Bug in shared SDK can let attackers join calls undetected across multiple apps

Apps that use the SDK include MeetMe, Skout, Nimo TV, temi, and Talkspace.

A small library that provides audio and video calling capabilities contains a bug that can allow attackers to join audio and video calls without being detected.

The bug —discovered by security firm McAfee, and tracked as CVE-2020-25605— impacts the software development kit (SDK) provided by Agora, a US company specialized in providing real-time communication tools.

Apps that use this SDK for audio and video calling capabilities include the likes of MeetMe, Skout, Nimo TV, temi, Dr. First Backline, Hike, Bunch, and Talkspace.

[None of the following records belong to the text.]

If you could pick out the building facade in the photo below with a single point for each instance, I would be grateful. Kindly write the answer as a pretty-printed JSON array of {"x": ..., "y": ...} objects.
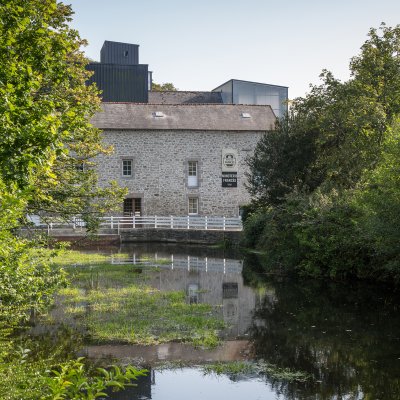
[{"x": 177, "y": 159}]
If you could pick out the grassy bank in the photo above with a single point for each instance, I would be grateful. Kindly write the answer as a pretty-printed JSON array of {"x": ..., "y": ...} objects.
[{"x": 113, "y": 303}]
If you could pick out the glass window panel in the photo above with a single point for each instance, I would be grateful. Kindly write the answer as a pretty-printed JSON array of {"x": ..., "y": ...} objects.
[
  {"x": 127, "y": 167},
  {"x": 193, "y": 205}
]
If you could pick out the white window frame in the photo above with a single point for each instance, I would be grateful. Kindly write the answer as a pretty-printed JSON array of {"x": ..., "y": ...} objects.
[
  {"x": 129, "y": 162},
  {"x": 193, "y": 174},
  {"x": 193, "y": 205}
]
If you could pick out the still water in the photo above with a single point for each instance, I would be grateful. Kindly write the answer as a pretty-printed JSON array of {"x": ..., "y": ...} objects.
[{"x": 347, "y": 337}]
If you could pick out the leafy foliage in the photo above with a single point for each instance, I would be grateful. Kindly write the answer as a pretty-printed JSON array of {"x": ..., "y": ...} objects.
[
  {"x": 325, "y": 181},
  {"x": 72, "y": 381}
]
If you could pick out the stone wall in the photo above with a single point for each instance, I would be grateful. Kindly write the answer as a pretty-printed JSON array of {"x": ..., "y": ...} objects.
[{"x": 160, "y": 160}]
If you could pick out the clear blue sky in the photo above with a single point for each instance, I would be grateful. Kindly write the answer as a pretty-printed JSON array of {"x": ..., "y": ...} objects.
[{"x": 198, "y": 45}]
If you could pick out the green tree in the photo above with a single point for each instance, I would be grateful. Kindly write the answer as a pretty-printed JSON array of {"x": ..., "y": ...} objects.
[
  {"x": 45, "y": 109},
  {"x": 324, "y": 182}
]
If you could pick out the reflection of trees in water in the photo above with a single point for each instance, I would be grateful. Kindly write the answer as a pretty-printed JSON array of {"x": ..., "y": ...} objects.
[{"x": 346, "y": 336}]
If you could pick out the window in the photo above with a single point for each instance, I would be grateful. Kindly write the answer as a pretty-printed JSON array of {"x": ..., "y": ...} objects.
[
  {"x": 80, "y": 167},
  {"x": 127, "y": 168},
  {"x": 192, "y": 174},
  {"x": 133, "y": 206},
  {"x": 193, "y": 205}
]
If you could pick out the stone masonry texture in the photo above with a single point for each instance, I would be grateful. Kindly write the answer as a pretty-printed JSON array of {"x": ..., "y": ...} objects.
[{"x": 160, "y": 159}]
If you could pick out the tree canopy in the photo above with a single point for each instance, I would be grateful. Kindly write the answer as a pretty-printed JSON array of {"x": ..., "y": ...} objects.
[
  {"x": 45, "y": 111},
  {"x": 321, "y": 178}
]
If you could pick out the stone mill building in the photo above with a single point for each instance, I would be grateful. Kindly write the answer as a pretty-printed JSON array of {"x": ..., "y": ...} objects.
[{"x": 178, "y": 153}]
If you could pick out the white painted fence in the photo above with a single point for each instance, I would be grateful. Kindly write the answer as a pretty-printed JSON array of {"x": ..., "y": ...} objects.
[
  {"x": 189, "y": 263},
  {"x": 152, "y": 222}
]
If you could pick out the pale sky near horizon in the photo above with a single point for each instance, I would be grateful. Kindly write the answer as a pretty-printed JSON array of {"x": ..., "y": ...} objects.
[{"x": 198, "y": 45}]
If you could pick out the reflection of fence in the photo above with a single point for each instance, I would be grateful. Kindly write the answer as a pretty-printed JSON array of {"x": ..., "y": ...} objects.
[
  {"x": 119, "y": 224},
  {"x": 189, "y": 263}
]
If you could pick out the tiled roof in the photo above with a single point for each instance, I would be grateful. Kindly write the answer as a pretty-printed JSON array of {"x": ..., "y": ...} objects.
[
  {"x": 213, "y": 117},
  {"x": 180, "y": 97}
]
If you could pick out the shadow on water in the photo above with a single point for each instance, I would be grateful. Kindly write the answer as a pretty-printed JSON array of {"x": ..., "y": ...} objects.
[{"x": 346, "y": 336}]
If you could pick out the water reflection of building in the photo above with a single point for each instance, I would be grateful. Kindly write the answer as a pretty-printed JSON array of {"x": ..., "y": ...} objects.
[{"x": 211, "y": 280}]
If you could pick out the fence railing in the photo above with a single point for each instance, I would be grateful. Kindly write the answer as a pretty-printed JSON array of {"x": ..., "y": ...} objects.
[
  {"x": 151, "y": 222},
  {"x": 188, "y": 263}
]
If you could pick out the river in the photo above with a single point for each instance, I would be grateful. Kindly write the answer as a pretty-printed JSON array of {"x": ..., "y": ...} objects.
[{"x": 346, "y": 338}]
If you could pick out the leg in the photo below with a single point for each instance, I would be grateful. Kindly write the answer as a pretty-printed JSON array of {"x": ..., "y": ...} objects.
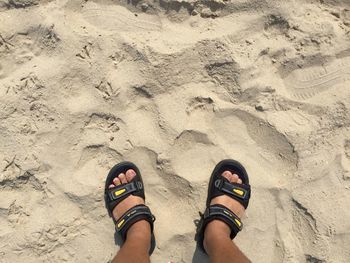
[
  {"x": 219, "y": 246},
  {"x": 136, "y": 246},
  {"x": 138, "y": 238},
  {"x": 217, "y": 241}
]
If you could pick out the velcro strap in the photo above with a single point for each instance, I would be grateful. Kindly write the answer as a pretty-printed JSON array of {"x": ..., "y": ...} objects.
[
  {"x": 222, "y": 213},
  {"x": 133, "y": 215},
  {"x": 121, "y": 191},
  {"x": 239, "y": 191}
]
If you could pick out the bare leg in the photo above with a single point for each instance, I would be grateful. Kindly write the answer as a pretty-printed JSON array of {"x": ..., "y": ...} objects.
[
  {"x": 217, "y": 241},
  {"x": 219, "y": 246},
  {"x": 138, "y": 238},
  {"x": 137, "y": 245}
]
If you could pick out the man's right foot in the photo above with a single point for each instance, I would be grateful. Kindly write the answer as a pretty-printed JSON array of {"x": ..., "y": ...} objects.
[{"x": 216, "y": 228}]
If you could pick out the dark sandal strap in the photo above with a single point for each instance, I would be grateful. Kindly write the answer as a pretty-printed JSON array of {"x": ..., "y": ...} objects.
[
  {"x": 219, "y": 212},
  {"x": 120, "y": 192},
  {"x": 239, "y": 192},
  {"x": 117, "y": 194},
  {"x": 133, "y": 215}
]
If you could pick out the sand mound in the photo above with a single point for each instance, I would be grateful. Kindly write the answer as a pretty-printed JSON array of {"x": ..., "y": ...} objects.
[{"x": 174, "y": 86}]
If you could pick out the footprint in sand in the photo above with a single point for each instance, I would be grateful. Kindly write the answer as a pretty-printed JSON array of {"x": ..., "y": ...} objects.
[
  {"x": 118, "y": 18},
  {"x": 307, "y": 82}
]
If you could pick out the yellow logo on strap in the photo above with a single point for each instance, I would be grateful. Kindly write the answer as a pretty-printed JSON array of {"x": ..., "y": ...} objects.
[
  {"x": 120, "y": 223},
  {"x": 238, "y": 222},
  {"x": 119, "y": 192},
  {"x": 227, "y": 213},
  {"x": 238, "y": 191}
]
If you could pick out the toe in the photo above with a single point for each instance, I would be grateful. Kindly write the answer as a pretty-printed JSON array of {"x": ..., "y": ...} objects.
[
  {"x": 227, "y": 175},
  {"x": 116, "y": 181},
  {"x": 130, "y": 174},
  {"x": 122, "y": 178}
]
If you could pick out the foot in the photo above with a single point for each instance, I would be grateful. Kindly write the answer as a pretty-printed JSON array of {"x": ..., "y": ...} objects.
[
  {"x": 140, "y": 229},
  {"x": 217, "y": 229}
]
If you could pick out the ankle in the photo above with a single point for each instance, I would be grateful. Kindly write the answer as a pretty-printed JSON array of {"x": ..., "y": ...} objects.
[
  {"x": 215, "y": 230},
  {"x": 141, "y": 230}
]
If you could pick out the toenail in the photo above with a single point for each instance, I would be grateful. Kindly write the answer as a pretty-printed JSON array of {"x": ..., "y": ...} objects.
[{"x": 131, "y": 172}]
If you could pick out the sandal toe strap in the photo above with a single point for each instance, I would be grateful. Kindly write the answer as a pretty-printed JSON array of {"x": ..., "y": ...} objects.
[{"x": 239, "y": 192}]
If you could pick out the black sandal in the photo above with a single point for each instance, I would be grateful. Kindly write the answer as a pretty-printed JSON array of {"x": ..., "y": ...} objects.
[
  {"x": 218, "y": 186},
  {"x": 117, "y": 194}
]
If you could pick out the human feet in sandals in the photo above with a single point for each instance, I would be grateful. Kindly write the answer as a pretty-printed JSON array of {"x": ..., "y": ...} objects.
[{"x": 228, "y": 197}]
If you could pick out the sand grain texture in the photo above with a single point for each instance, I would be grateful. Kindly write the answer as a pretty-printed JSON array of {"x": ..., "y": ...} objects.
[{"x": 174, "y": 86}]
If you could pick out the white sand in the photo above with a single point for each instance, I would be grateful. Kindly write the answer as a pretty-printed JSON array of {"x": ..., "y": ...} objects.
[{"x": 86, "y": 84}]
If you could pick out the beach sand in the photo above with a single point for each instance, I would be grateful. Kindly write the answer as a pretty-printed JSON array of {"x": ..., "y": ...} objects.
[{"x": 174, "y": 86}]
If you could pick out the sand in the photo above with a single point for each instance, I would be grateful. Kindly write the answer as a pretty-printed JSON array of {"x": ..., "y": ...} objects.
[{"x": 174, "y": 86}]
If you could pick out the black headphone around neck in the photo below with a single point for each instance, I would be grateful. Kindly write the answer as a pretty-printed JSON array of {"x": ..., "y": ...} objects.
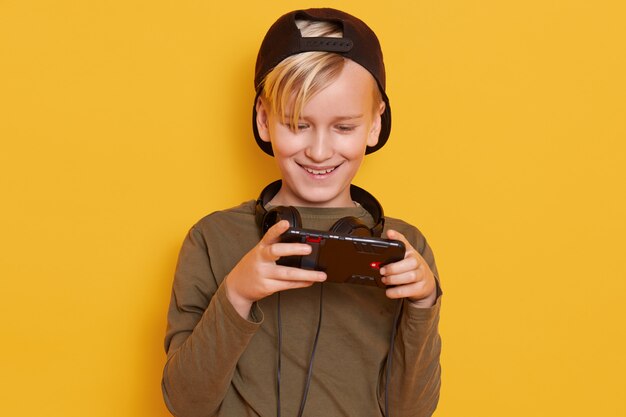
[{"x": 345, "y": 226}]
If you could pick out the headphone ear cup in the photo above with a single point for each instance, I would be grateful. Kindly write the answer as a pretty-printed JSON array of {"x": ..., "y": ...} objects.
[
  {"x": 279, "y": 213},
  {"x": 351, "y": 226}
]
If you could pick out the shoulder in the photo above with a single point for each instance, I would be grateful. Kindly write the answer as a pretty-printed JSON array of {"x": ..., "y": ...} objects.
[
  {"x": 235, "y": 221},
  {"x": 412, "y": 233}
]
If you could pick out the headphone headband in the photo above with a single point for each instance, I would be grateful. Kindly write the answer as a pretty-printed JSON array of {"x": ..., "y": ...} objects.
[{"x": 358, "y": 194}]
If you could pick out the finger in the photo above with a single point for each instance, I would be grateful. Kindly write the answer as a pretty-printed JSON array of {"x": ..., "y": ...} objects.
[
  {"x": 395, "y": 235},
  {"x": 407, "y": 264},
  {"x": 287, "y": 273},
  {"x": 409, "y": 277},
  {"x": 416, "y": 291},
  {"x": 278, "y": 250},
  {"x": 274, "y": 232}
]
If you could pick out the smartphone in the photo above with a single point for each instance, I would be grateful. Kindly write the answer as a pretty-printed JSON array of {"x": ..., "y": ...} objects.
[{"x": 345, "y": 259}]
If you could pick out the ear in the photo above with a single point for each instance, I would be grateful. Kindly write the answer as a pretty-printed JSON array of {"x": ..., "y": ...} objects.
[
  {"x": 262, "y": 119},
  {"x": 372, "y": 138}
]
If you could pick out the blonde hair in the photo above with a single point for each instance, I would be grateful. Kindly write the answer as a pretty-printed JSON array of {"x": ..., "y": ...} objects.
[{"x": 299, "y": 77}]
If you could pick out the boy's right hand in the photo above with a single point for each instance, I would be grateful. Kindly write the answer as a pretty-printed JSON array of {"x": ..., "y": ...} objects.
[{"x": 257, "y": 275}]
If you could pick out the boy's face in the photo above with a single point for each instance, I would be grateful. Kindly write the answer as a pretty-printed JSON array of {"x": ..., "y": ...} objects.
[{"x": 319, "y": 161}]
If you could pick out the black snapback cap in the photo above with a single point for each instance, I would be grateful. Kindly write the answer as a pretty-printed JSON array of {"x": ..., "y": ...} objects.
[{"x": 359, "y": 43}]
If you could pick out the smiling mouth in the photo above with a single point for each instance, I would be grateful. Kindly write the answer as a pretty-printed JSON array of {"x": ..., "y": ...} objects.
[{"x": 323, "y": 171}]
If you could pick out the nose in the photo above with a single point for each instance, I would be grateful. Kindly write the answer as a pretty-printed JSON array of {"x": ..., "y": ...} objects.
[{"x": 319, "y": 148}]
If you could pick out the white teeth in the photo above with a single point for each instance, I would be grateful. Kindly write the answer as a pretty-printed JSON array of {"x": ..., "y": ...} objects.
[{"x": 319, "y": 172}]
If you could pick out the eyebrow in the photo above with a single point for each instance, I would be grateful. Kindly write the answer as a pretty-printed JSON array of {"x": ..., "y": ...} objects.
[{"x": 349, "y": 117}]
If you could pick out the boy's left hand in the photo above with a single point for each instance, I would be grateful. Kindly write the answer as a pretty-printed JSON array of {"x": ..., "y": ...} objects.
[{"x": 411, "y": 277}]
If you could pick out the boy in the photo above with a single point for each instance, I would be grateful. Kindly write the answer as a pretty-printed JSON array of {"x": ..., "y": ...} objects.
[{"x": 240, "y": 344}]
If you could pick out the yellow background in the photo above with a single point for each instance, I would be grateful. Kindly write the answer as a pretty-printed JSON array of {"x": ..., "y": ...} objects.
[{"x": 124, "y": 122}]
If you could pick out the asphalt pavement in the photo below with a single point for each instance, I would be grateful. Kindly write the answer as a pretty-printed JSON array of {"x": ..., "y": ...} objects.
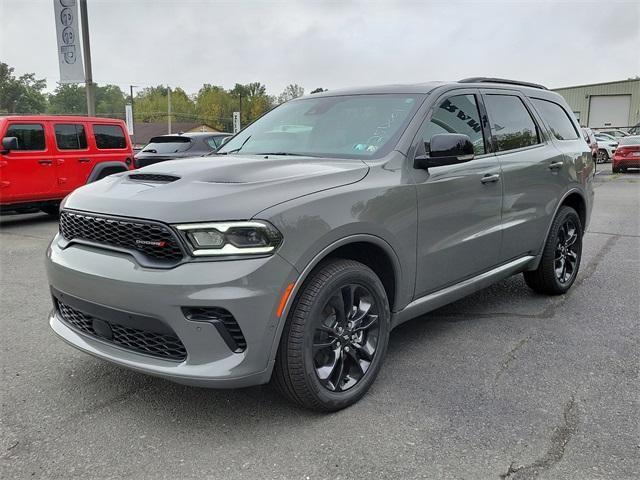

In a report published today, McAfee says it found apps sending call operational data unencrypted over the air. Any attacker sitting on the same network as a targeted user could intercept the traffic in the initial phases of a call, extract call identifiers, and then join the call without being detected.

agora-sdk-bug.png

Image: McAfee

McAfee said it discovered this issue last year, in April, during a security audit for temi, a personal robot used in retail stores, which also supports audio and video calling.

A subsequent investigation also found clues that this behavior also impacted other apps using the SDK.

Steve Povolny, Head of Advanced Threat Research at McAfee, told ZDNet in an email last week that they notified Agora of their findings and that the company responded by releasing a new SDK in December 2020 that was not vulnerable to CVE-2020-25605.

"While we don't know which of these apps have implemented the new SDK, we can confirm that Agora has released the SDK and has followed up with its developers to urge them to implement the update," Povolny told ZDNet.

"Collaborating with McAfee allowed us to proactively release a new SDK that mitigated the vulnerability in December 2020," an Agora spokesperson told ZDNet via email. "Neither the Agora team nor McAfee has found evidence of the vulnerability being exploited in the wild."

Article updated on February 18 with comment from Agora.